Chemotherapy can be used to destroy cancer cells, stop cancer cells from spreading and slow the growth of cancer cells. Chemotherapy can be given alone or with other treatments. It can help other treatments work better. For example, you may get chemotherapy before or after surgery or radiation therapy. Or you may get chemotherapy before a peripheral blood stem cell transplant.
Chemotherapy can be given in these forms:
- An IV (intravenously)
- A shot (injection) into a muscle or other part of your body
- A pill or a liquid that you swallow
- A cream that is rubbed on your skin
You may get treatment every day, every week, or every month. The treatment period is followed by a period of rest when you won’t get chemotherapy. This rest period gives your body a chance to build healthy new cells. Your doctor or nurse will talk with you about your treatment schedule. Ask for a written copy of it, as well.

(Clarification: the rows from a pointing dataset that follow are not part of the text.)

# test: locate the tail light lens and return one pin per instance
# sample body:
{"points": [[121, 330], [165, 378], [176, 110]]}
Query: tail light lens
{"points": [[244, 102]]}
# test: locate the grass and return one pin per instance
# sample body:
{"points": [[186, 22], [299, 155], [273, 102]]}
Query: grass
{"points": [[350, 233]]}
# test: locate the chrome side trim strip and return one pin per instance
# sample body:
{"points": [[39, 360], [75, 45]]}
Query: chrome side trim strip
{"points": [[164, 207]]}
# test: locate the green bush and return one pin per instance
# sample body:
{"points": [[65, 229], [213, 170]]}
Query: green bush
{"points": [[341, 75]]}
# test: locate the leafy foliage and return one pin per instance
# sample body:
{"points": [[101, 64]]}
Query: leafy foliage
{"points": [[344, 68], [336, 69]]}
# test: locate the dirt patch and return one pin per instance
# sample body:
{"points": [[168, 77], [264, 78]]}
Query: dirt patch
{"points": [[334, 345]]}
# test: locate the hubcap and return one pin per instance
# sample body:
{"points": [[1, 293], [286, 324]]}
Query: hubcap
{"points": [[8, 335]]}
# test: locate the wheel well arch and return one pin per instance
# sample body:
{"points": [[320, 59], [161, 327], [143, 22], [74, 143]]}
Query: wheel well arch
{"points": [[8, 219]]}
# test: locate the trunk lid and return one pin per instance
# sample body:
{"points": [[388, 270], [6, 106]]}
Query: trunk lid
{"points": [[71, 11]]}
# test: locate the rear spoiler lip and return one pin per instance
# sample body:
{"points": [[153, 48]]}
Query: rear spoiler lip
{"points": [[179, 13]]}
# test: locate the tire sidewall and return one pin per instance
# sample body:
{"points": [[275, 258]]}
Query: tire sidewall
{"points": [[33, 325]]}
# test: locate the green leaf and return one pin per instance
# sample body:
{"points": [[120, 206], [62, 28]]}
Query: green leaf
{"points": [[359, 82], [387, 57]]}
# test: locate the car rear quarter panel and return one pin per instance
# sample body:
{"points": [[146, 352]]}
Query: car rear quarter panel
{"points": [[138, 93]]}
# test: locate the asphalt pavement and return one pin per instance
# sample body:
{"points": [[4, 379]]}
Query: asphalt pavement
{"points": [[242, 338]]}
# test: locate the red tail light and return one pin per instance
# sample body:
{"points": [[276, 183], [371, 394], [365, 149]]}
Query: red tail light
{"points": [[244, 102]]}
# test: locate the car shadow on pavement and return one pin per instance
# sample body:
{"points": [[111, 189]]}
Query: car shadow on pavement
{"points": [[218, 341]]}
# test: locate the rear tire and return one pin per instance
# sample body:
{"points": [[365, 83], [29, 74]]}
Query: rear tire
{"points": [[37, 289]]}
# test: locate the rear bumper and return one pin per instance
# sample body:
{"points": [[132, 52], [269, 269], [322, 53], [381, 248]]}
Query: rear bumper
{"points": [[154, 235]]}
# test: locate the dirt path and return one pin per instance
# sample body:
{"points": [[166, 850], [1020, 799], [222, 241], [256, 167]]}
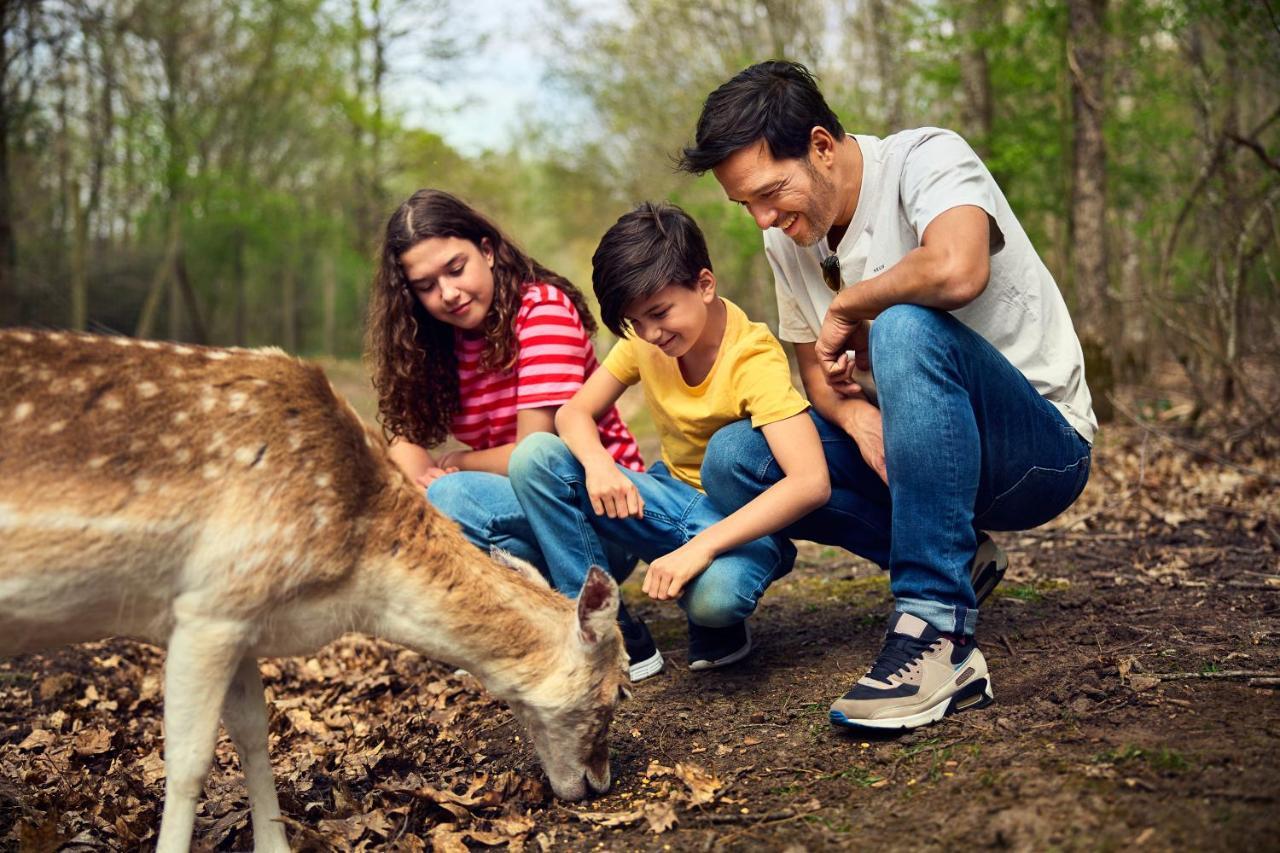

Each person and treatment is different, so it is not always possible to tell how you will feel. Some people feel well enough to keep their normal schedules at home or at work. Others feel more tired. Today many side effects can be prevented or controlled. Talk with your doctor or nurse to learn what side effects you may have and how to manage them. The following are different types of chemotherapy medications. For more information, please do not hesitate to contact one of our offices.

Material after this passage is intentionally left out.